The generalized Abel-Plana formula with applications to Bessel functions and Casimir effect

TL;DR

This paper generalizes the Abel-Plana formula to handle complex geometries involving Bessel functions, enabling more efficient and convergent calculations of vacuum expectation values in the Casimir effect across various boundary conditions.

Contribution

The paper introduces a generalized Abel-Plana formula applicable to series over zeros of Bessel function combinations, expanding the method's applicability to complex geometries in Casimir effect calculations.

Findings

Derived summation formulas for series over Bessel function zeros.

Applied the generalized formula to Casimir effect in diverse geometries.
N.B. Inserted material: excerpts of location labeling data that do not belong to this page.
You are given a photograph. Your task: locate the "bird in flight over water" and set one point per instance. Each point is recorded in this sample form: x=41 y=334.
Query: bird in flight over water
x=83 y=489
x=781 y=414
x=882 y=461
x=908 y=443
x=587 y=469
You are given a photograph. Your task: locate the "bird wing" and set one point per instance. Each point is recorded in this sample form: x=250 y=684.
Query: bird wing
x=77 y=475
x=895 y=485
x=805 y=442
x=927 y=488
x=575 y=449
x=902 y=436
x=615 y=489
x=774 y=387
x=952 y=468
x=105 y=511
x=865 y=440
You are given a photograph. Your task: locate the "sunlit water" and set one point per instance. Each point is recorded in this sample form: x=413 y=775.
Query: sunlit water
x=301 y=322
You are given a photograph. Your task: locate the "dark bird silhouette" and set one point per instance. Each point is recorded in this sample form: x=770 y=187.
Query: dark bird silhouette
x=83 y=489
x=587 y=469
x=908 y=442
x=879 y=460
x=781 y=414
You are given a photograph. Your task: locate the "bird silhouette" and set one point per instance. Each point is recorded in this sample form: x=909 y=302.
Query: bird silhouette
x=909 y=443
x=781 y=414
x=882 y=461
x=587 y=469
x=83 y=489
Simplified renormalization by separating boundary and bulk contributions.

Abstract

One of the most efficient methods for the evaluation of the vacuum expectation values for physical observables in the Casimir effect is based on using the Abel-Plana summation formula. This enables to derive the renormalized quantities in a manifestly cutoff independent way and to present them in the form of strongly convergent integrals. However, applications of the Abel-Plana formula, in its usual form, are restricted by simple geometries when the eigenmodes have a simple dependence on quantum numbers. The author generalized the Abel-Plana formula which essentially enlarges its application range. Based on this generalization, formulae have been obtained for various types of series over the zeros of combinations of Bessel functions and for integrals involving these functions. It has been shown that these results generalize the special cases existing in literature. Further, the derived summation formulae have been used to summarize series arising in the direct mode summation approach to the Casimir effect for spherically and cylindrically symmetric boundaries, for boundaries moving with uniform proper acceleration, and in various braneworld scenarios. This allows to extract from the vacuum expectation values of local physical observables the parts corresponding to the geometry without boundaries and to present the boundary-induced parts in terms of integrals strongly convergent for the points away from the boundaries. As a result, the renormalization procedure for these observables is reduced to the corresponding procedure for bulks without boundaries. The present paper reviews these results. We also aim to collect the results on vacuum expectation values for local physical observables such as the field square and the energy-momentum tensor in manifolds with boundaries for various bulk and boundary geometries.